İzmir’de meslek odaları, Gaziemir İlçesi’nde 70 yıl faaliyet gösterdikten sonra atıkları toprağa gömülen eski kurşun fabrikası konusunda yetkililerin ilgisiz, edilgen ve saydamlıktan uzak olduğunu ileri sürdü. Çevre Mühendisleri Odası İzmir Şube Başkanı Helin Kınay, İzmir Tabip Odası Yönetim Kurulu Üyesi Ceyhun Balcı ve Dokuz Eylül Üniversitesi Halk Sağlığı Bölümü'nden Prof. Dr. Alp Ergör, İzmir Tabip Odası’nda düzenledikleri basın toplantısında, kurşun fabrikasındaki radyasyon sızıntısı ve radyoaktif kirlilik ile ilgili bilgi akışı olmadığını, önlem alınıp alınmadığının bilinmediğini ifade etti.

'YETKİLİLER İLGİSİZ'

İzmir Tabip Odası Yönetim Kurulu Üyesi Ceyhun Balcı, fabrikada radyoaktif olmayan kirliliğin bulunduğunu da vurgulayarak, "Birtakım bilgiler var ama akademik çevrelerle paylaşılmaması belirsizlik yaratıyor. Bu ciddi durum karşısında biz şu soruları soruyoruz: Gaziemir’de depolanan radyoaktif ve zehirli maddelerin bölgeden uzaklaştırılması konusunda neler yapılmıştır? Bugüne dek çevreye ve topluma zararı konusunda gerekenler yapılmaya başlanmış mıdır? Yetkili kurum ve kişiler bu konuda yapılması gerekenleri yerine getirmiş midir? Eğer getirmişlerse nedir? Eğer getirilmemişse çevre ve toplum sağlığı konusunda ciddi sorunlar olduğu yönünde düşünmemize neden oluyor. Bu soruların acilen yanıtlanmasını bekliyoruz" dedi.

SORUN SADECE RADYOAKTİF KİRLİLİK DEĞİL

Çevre Mühendisleri Odası İzmir Şubesi Başkanı Helin Kınay ise Türkiye Atom Enerjisi Kurumu’nun araziye koyduğu ölçüm cihazının yetersiz olduğunu, alanda kapsamlı bir kirlilik ölçümünün yapılması gerektiğini ifade etti. Kınay, TBMM Çevre Komisyonu’nun pazartesi günü fabrika arazisinde yaptığı incelemeyi değerlendirirken de, "Tel örgülerin onarılarak vatandaşların içeri girmesinin engellenmesi başlı başına önlem değil. Kapsamlı bir araştırmadan sonra arazi rehabilitasyon çalışmasının yapılması lazım. Toprakla örterek bazı şeyleri engelleyemezsiniz. TAEK sadece radyoaktivite üzerine açıklama yapıyor ama onun açıklamaları yetersiz. Olay sadece radyoaktivite değil vatandaşları da içine alan daha geniş bir sürecin yaşanması lazım. Sorun sadece radyoaktivite değil. Başta kurşun olmak üzere çeşitli kimyasalların etkileşimi var" diye konuştu.

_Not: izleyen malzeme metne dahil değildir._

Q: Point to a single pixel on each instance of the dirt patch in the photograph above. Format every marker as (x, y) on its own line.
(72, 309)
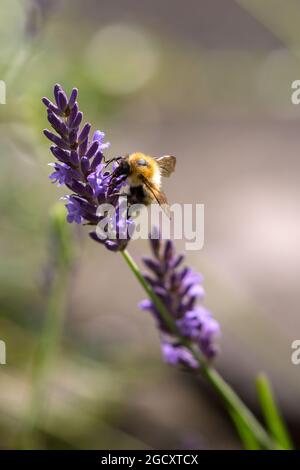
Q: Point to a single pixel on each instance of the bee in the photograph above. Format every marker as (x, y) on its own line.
(143, 174)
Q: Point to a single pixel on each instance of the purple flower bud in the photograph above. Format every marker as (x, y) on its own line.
(77, 121)
(79, 165)
(179, 290)
(62, 100)
(84, 133)
(85, 165)
(74, 157)
(92, 149)
(73, 98)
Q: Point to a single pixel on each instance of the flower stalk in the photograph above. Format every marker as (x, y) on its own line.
(221, 387)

'BİLGİLERİ SAKLAMAK EXPO’YA DAHA FAZLA ZARAR VERİR'

Kınay, basın mensuplarının sorusu üzerine, Ulaştırma, Denizcilik ve Haberleşme Bakanı Binali Yıldırım’ın, haberlerin İzmir’in 'Herkes İçin Bağlık' temasıyla aday olduğu EXPO 2020 sürecine zarar verdiği yönündeki açıklamasını da eleştirdi. Kınay, şunları kaydetti:

"Çevre ve halk sağlığı konularını, toplumdan ve başka ilgililerden saklıyor olmak EXPO sürecine daha fazla zarar vermez. Burada, 'Bilgiler halktan neden saklanır?' diye sorulması, daha fazla zarar verir. Önemli olan yapılması gerekenlerin geçekleştirilmesi; 'üstünü kapatalım, olayı söndürelim' noktasına gelmek yapılabilecek en büyük yanlış."

'BELİRSİZLİK VE KAYGI ORTAMI VAR'

Dokuz Eylül Üniversitesi Halk Sağlığı Bölümü'nden Prof. Dr. Alp Ergör, alanda sadece radyoaktiviteden kaynaklanan bir sorun olmadığına, diğer atıkların da üzerine gidilmesi gerektiğine dikkat çekerek, "Belirsizlik ve kaygı ortamı var. Bu kaygıların ivedilikle giderilmesi gerekir. Sorunun ne olduğu, nasıl yönetilmesi gerektiği ifade edilmeli. Zaman geçirmeden çalışmaya başlamak lazım. Sorunun ne olduğu ayrıntılarla ortaya konulmalı" dedi.